Zu dem Zuschuss des Kirchentages von mehreren Mio. Euro aus Steuergeldern gratuliert Michael Bauer und kritisiert es nicht im Grundsatz – die humanistische Vereinigung hätte das Geld nur auch gern bekommen. Wenn Politik als „Verteilung von Mitteln“ definiert wird, fordert er eine Neujustierung des Systems. Das stammt noch aus der Adenauer-Zeit und geht davon aus, dass im Prinzip alle Bürgerinnen und Bürger Mitglieder einer Kirche sind und es daneben lediglich ein paar Ausnahmen gibt. So ist es aber längst nicht mehr. Auch der Islam sei darin nicht wirklich abgebildet. Ziel sei ein institutioneller Rahmen, in dem alle Bürgerinnen und Bürger gleiche Chancen haben.

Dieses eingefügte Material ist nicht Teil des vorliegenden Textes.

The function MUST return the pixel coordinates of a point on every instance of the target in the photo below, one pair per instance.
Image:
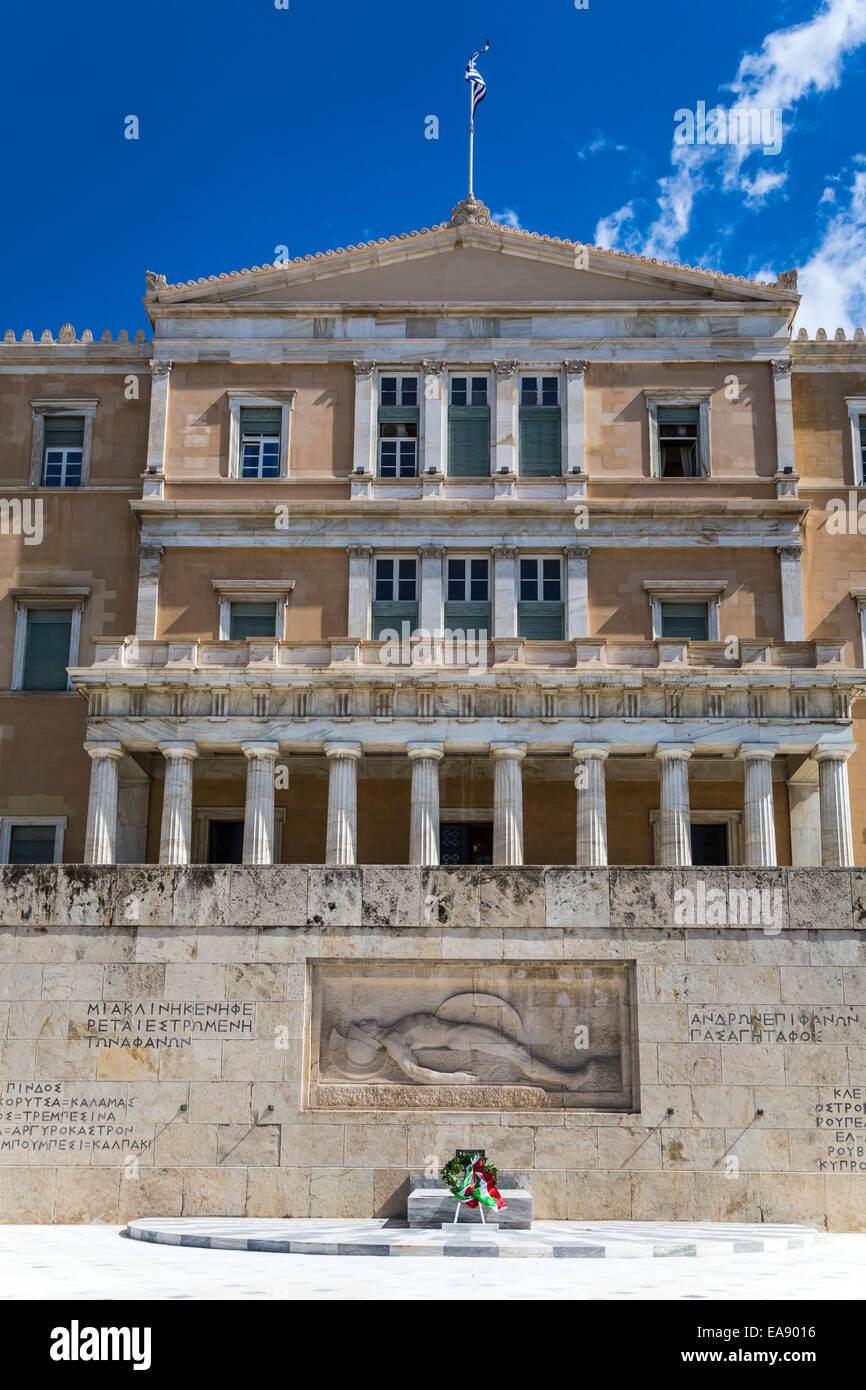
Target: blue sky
(305, 127)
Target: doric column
(674, 823)
(508, 802)
(259, 811)
(424, 819)
(503, 453)
(435, 419)
(431, 613)
(150, 559)
(360, 608)
(591, 804)
(791, 592)
(100, 845)
(363, 451)
(505, 591)
(784, 414)
(574, 456)
(175, 837)
(837, 838)
(342, 804)
(758, 819)
(577, 591)
(160, 378)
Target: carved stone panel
(470, 1034)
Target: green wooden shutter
(469, 617)
(32, 845)
(252, 620)
(541, 622)
(64, 432)
(389, 615)
(47, 649)
(469, 442)
(685, 620)
(540, 441)
(262, 420)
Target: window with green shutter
(63, 451)
(47, 649)
(685, 620)
(540, 426)
(252, 620)
(32, 844)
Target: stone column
(433, 456)
(508, 802)
(100, 845)
(791, 592)
(784, 414)
(175, 837)
(424, 818)
(591, 804)
(577, 591)
(505, 591)
(574, 452)
(674, 823)
(259, 811)
(150, 559)
(160, 378)
(363, 452)
(342, 804)
(837, 838)
(431, 613)
(360, 608)
(503, 453)
(758, 819)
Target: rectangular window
(252, 620)
(260, 432)
(63, 451)
(685, 622)
(679, 448)
(540, 427)
(395, 595)
(47, 649)
(540, 608)
(32, 844)
(469, 428)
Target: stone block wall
(156, 1044)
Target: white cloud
(833, 281)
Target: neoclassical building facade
(467, 545)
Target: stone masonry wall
(749, 1061)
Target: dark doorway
(466, 844)
(225, 843)
(709, 844)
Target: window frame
(45, 598)
(56, 406)
(239, 401)
(698, 396)
(7, 823)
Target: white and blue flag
(478, 85)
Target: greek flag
(478, 85)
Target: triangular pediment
(460, 264)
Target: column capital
(515, 751)
(583, 751)
(104, 749)
(178, 751)
(751, 751)
(674, 751)
(344, 751)
(270, 751)
(829, 754)
(435, 751)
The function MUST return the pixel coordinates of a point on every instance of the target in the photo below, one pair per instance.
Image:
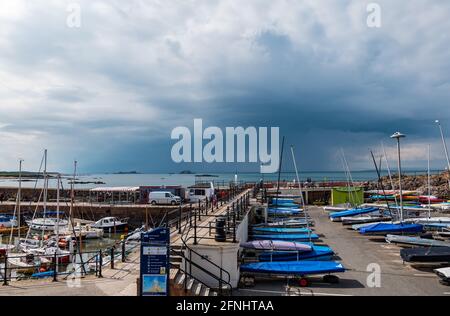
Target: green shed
(342, 195)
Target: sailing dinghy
(318, 253)
(337, 216)
(274, 230)
(296, 268)
(415, 241)
(276, 245)
(287, 237)
(426, 255)
(389, 228)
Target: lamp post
(397, 136)
(445, 149)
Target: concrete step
(173, 274)
(180, 280)
(190, 284)
(198, 289)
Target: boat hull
(299, 268)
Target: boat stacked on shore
(282, 242)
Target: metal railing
(189, 255)
(38, 266)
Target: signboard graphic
(155, 247)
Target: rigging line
(380, 182)
(78, 245)
(429, 182)
(279, 171)
(390, 175)
(301, 193)
(353, 194)
(39, 198)
(350, 197)
(349, 179)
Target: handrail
(218, 278)
(196, 265)
(184, 238)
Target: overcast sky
(110, 92)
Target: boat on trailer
(365, 220)
(292, 268)
(389, 228)
(287, 237)
(276, 245)
(426, 255)
(337, 216)
(111, 224)
(273, 230)
(317, 253)
(415, 241)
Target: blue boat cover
(42, 275)
(389, 228)
(299, 268)
(290, 237)
(281, 208)
(274, 230)
(282, 200)
(353, 212)
(318, 253)
(282, 213)
(287, 205)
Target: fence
(64, 264)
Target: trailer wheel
(332, 279)
(303, 282)
(444, 282)
(247, 281)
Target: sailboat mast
(57, 208)
(45, 193)
(429, 182)
(445, 149)
(72, 189)
(19, 198)
(301, 192)
(279, 171)
(389, 173)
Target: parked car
(163, 198)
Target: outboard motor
(221, 235)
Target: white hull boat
(111, 224)
(47, 224)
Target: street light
(397, 136)
(445, 148)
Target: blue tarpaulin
(300, 268)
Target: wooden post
(55, 267)
(5, 272)
(100, 264)
(112, 258)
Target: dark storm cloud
(115, 88)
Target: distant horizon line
(422, 170)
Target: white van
(201, 192)
(163, 197)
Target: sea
(90, 181)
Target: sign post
(155, 256)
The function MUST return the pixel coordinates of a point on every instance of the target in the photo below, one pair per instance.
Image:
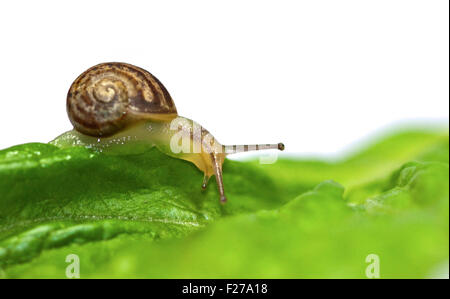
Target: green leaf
(144, 215)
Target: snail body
(112, 105)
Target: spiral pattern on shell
(109, 96)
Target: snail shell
(110, 96)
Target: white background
(317, 75)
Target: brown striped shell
(109, 96)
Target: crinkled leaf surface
(144, 215)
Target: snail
(118, 103)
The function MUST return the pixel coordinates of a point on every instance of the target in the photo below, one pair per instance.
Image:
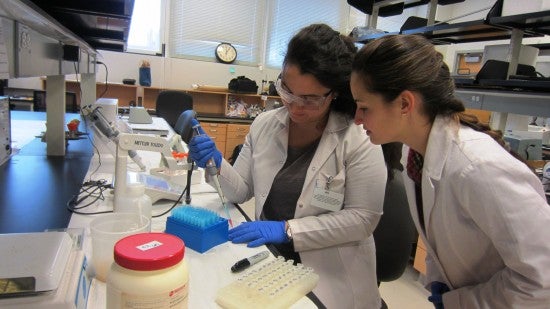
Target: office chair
(395, 234)
(171, 103)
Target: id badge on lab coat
(326, 199)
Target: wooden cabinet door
(218, 133)
(236, 134)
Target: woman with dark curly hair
(317, 180)
(481, 212)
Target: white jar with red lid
(149, 271)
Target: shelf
(538, 21)
(102, 24)
(523, 103)
(497, 28)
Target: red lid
(149, 251)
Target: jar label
(177, 298)
(150, 245)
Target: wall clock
(226, 53)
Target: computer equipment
(523, 143)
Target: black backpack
(242, 84)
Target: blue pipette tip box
(200, 239)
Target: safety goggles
(307, 102)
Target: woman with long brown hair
(482, 213)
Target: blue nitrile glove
(202, 148)
(257, 233)
(438, 288)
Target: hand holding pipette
(204, 152)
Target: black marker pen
(245, 263)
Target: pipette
(212, 170)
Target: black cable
(89, 190)
(188, 185)
(85, 119)
(174, 205)
(106, 78)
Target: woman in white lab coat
(481, 212)
(311, 147)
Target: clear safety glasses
(307, 102)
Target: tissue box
(198, 239)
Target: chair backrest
(171, 103)
(395, 233)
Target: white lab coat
(337, 245)
(487, 222)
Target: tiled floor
(406, 292)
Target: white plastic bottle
(135, 200)
(149, 271)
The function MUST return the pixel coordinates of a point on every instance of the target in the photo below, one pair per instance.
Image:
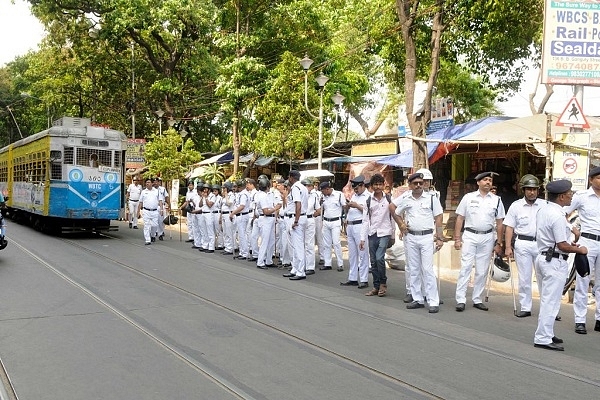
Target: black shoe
(414, 305)
(580, 328)
(550, 346)
(556, 340)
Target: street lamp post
(321, 81)
(159, 113)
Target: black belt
(524, 237)
(590, 236)
(421, 233)
(478, 232)
(557, 255)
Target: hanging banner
(571, 43)
(571, 163)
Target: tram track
(329, 352)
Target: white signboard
(571, 47)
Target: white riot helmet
(500, 270)
(426, 173)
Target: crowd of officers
(259, 220)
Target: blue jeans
(377, 247)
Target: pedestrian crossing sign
(573, 116)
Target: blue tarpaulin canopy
(405, 159)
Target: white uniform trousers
(217, 229)
(319, 237)
(253, 233)
(286, 257)
(582, 284)
(309, 244)
(552, 275)
(208, 231)
(133, 211)
(150, 223)
(419, 250)
(266, 227)
(191, 224)
(161, 222)
(331, 241)
(525, 253)
(297, 240)
(476, 248)
(228, 232)
(358, 259)
(197, 218)
(241, 223)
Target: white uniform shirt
(149, 199)
(134, 191)
(333, 205)
(353, 213)
(480, 212)
(552, 227)
(587, 203)
(300, 193)
(419, 212)
(521, 216)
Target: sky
(25, 32)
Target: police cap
(324, 185)
(559, 186)
(416, 175)
(482, 175)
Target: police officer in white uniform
(480, 212)
(421, 217)
(134, 190)
(587, 203)
(358, 259)
(299, 197)
(332, 207)
(150, 211)
(309, 237)
(520, 229)
(551, 263)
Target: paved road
(109, 318)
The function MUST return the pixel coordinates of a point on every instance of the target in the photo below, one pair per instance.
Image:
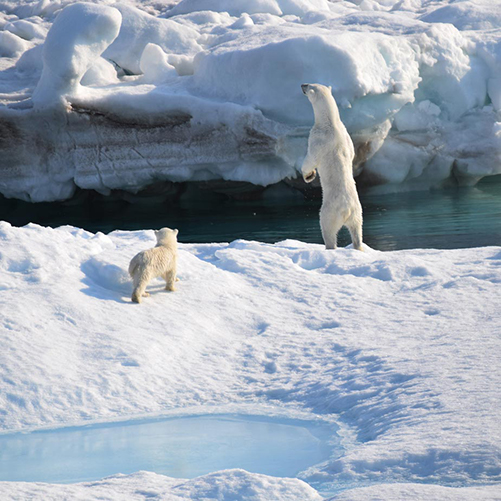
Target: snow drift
(400, 349)
(211, 90)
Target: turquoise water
(180, 447)
(452, 218)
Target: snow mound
(380, 343)
(139, 29)
(80, 33)
(229, 485)
(417, 83)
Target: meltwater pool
(183, 447)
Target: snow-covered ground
(400, 349)
(108, 95)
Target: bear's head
(166, 236)
(316, 91)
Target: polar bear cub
(161, 261)
(331, 153)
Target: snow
(400, 350)
(80, 33)
(389, 63)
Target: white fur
(161, 261)
(331, 153)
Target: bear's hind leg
(170, 279)
(330, 225)
(354, 225)
(356, 236)
(141, 280)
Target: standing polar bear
(331, 153)
(161, 261)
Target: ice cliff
(108, 95)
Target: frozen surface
(401, 350)
(209, 89)
(182, 447)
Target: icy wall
(109, 95)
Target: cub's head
(166, 236)
(314, 92)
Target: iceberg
(108, 96)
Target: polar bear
(331, 153)
(161, 261)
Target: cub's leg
(170, 279)
(141, 279)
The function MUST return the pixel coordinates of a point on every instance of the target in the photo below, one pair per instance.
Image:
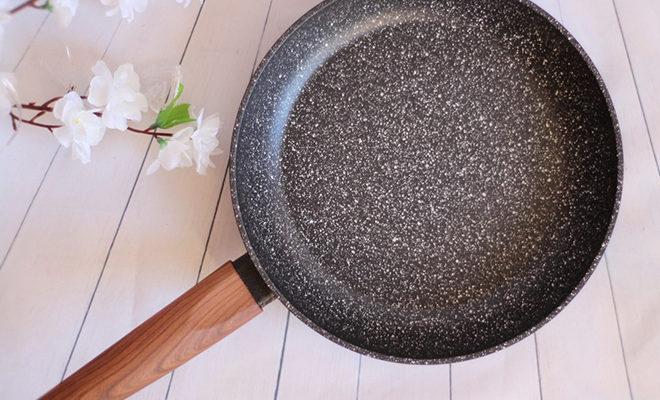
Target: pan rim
(409, 360)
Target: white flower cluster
(118, 100)
(65, 10)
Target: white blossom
(205, 141)
(174, 152)
(127, 8)
(7, 98)
(4, 18)
(119, 94)
(64, 10)
(82, 129)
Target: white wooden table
(89, 252)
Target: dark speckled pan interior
(426, 181)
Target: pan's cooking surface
(425, 179)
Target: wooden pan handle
(189, 325)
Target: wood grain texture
(382, 380)
(633, 254)
(64, 241)
(201, 317)
(19, 32)
(579, 351)
(315, 368)
(507, 374)
(48, 277)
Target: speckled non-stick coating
(426, 181)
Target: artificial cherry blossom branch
(65, 10)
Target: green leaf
(173, 114)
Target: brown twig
(24, 5)
(47, 108)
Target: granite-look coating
(426, 181)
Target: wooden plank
(19, 33)
(641, 34)
(51, 272)
(159, 247)
(381, 380)
(509, 374)
(579, 351)
(633, 254)
(29, 295)
(313, 367)
(264, 338)
(27, 156)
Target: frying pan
(419, 181)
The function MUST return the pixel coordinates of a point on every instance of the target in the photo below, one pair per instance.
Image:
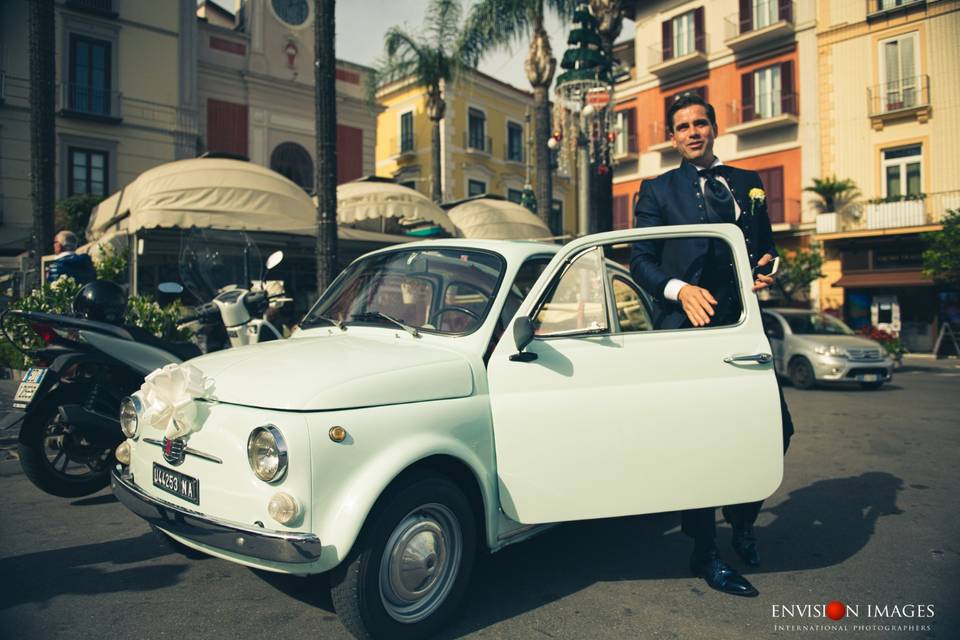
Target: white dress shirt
(672, 290)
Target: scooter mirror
(275, 258)
(174, 288)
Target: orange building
(755, 62)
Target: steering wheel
(453, 307)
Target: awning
(878, 279)
(365, 200)
(494, 219)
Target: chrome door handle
(759, 358)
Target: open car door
(602, 418)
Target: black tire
(801, 373)
(41, 434)
(367, 598)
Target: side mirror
(522, 335)
(275, 258)
(172, 288)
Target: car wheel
(801, 374)
(410, 568)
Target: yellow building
(889, 106)
(126, 99)
(484, 143)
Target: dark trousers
(700, 524)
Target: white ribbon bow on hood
(168, 395)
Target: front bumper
(836, 369)
(261, 544)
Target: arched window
(291, 160)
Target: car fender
(349, 477)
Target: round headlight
(267, 453)
(129, 415)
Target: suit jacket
(676, 198)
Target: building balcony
(879, 217)
(909, 98)
(674, 64)
(98, 7)
(768, 22)
(772, 111)
(477, 144)
(86, 102)
(878, 9)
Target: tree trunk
(325, 71)
(541, 156)
(42, 128)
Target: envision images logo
(839, 616)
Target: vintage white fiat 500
(448, 396)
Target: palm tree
(325, 71)
(433, 59)
(494, 23)
(836, 196)
(42, 127)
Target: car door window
(632, 315)
(772, 327)
(577, 300)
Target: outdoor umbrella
(494, 219)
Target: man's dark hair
(685, 100)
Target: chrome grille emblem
(174, 451)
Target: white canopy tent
(495, 219)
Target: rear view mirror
(275, 258)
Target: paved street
(866, 515)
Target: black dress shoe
(745, 544)
(720, 576)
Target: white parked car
(447, 396)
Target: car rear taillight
(45, 332)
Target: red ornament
(836, 610)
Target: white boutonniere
(757, 196)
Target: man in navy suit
(693, 283)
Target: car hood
(341, 371)
(846, 342)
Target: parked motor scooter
(68, 402)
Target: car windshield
(816, 324)
(441, 290)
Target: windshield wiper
(376, 315)
(337, 323)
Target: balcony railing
(86, 101)
(768, 20)
(483, 144)
(768, 111)
(880, 8)
(925, 210)
(900, 95)
(659, 64)
(102, 7)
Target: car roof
(512, 250)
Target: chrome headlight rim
(281, 448)
(132, 402)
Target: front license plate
(176, 483)
(28, 387)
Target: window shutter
(630, 118)
(746, 97)
(746, 16)
(667, 28)
(784, 10)
(700, 34)
(621, 212)
(788, 99)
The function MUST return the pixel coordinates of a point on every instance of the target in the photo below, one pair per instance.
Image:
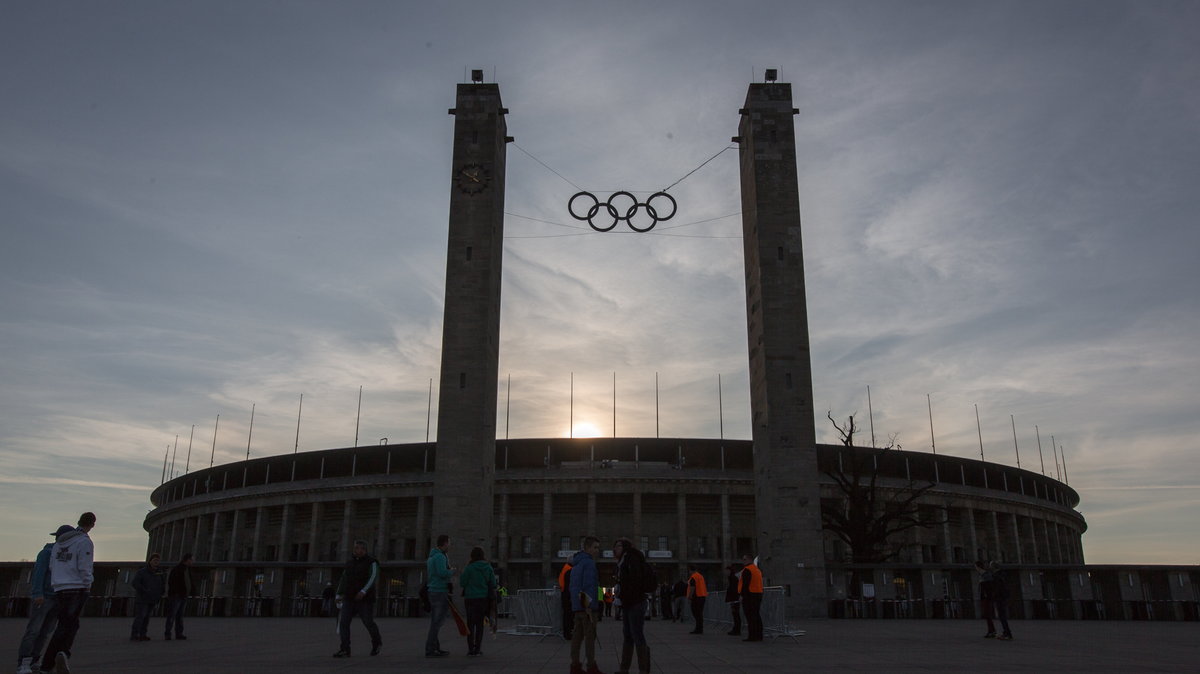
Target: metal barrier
(774, 617)
(537, 612)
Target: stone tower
(786, 494)
(471, 328)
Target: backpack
(642, 577)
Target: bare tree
(871, 515)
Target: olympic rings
(616, 211)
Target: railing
(774, 618)
(538, 612)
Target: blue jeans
(42, 620)
(365, 611)
(477, 609)
(69, 608)
(142, 619)
(633, 623)
(439, 606)
(175, 615)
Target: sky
(215, 208)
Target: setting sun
(585, 429)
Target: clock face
(472, 179)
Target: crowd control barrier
(774, 618)
(538, 612)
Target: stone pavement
(279, 645)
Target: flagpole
(215, 427)
(299, 411)
(870, 413)
(1015, 449)
(1041, 458)
(189, 463)
(251, 433)
(933, 443)
(979, 429)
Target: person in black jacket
(733, 599)
(355, 593)
(148, 584)
(179, 588)
(634, 582)
(1000, 600)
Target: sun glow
(585, 429)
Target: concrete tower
(471, 328)
(786, 499)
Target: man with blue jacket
(71, 575)
(585, 606)
(43, 617)
(438, 573)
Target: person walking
(357, 594)
(327, 600)
(179, 588)
(750, 588)
(697, 593)
(1000, 600)
(439, 572)
(585, 606)
(635, 579)
(479, 591)
(733, 599)
(148, 584)
(678, 599)
(72, 560)
(42, 618)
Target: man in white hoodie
(71, 575)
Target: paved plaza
(279, 645)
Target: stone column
(1033, 541)
(947, 542)
(997, 554)
(213, 539)
(382, 540)
(975, 542)
(637, 517)
(592, 513)
(198, 535)
(256, 545)
(347, 523)
(684, 548)
(726, 530)
(1017, 539)
(234, 554)
(318, 513)
(171, 541)
(285, 534)
(424, 545)
(547, 549)
(502, 542)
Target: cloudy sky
(210, 208)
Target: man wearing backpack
(635, 578)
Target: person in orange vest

Konkret nennt er den Wunsch nach Zugang zu den besonderen Seelsorgestellen in Gefängnissen, Krankenhäusern und beim Militär. Dies sei eigentlich gesetzlich garantiert und werde auch vom Staat finanziert, aber tatsächlichen Zugang hätten nur evangelische, katholische und neuerdings einzelne jüdische Personen. Im Kern bedeutet eine faire Verteilung der Mittel und gleiche Zugänge zur Infrastruktur, dass die Privilegierten eben runtermüssen von ihren Privilegien – das ist schmerzhaft, denn es kostet Geld und Stellen, so Michael Bauer.

Ausbildungsniveau

Im Grunde gibt es innerhalb der Kirchen durchaus eine Bereitschaft, auch andere Religionen entsprechend dem tatsächlichen Vorkommen an der Seelsorgearbeit zu beteiligen. Deutlich ist das z.B. in den vielfältigen praktischen Bemühungen zur Unterstützung der Einrichtung muslimischer Seelsorgestellen. Eine notwendige Bedingung dafür aber ist, dass das hohe fachliche Niveau dieser Arbeit, aus dem die breite Anerkennung in der Bevölkerung resultiert, nicht durch eine solche Öffnung zerstört wird. Das bedeutet, dass die Personen zwingend eine entsprechende Ausbildung brauchen. Anerkannter Standard ist dabei die „Klinische Seelsorge Ausbildung“ (KSA), die die u.a. psychodynamischen Prozesse solcher Begleitung in Gruppensitzungen reflektiert und z.B. vermeiden soll, dass die Ratsuchenden durch die Seelsorgeperson subtil manipuliert werden. Beliebige Heilpraktikerabschlüsse genügen dafür nicht.

Seelsorge ohne Seele?

Im Blick auf „humanistische Seelsorge“ stellt sich darüber hinaus die Frage, auf welcher Basis denn hier „Seel“-Sorge betrieben werden soll, wenn ja doch faktisch eher religionslose Menschen sich in der HV engagieren, bei denen das Konzept „Seele“ eher weniger anerkannt ist. Genauer gesagt: Worin unterscheidet sich solch religionslose „humanistische Seelsorge“ von einer fachpsychologischen Betreuung? Diese gibt es ja längst und wird von den Sozialleistungsträgern bezahlt. Sie arbeitet ebenfalls ohne eigene religiöse Vorannahmen und nimmt den Menschen in den Blick – auf der Basis wissenschaftlicher Erkenntnisse. Wäre die Einrichtung einer „humanistischen Seelsorge“ da nicht eine unsinnige Doppelstruktur – so wird aus dem Publikum gefragt.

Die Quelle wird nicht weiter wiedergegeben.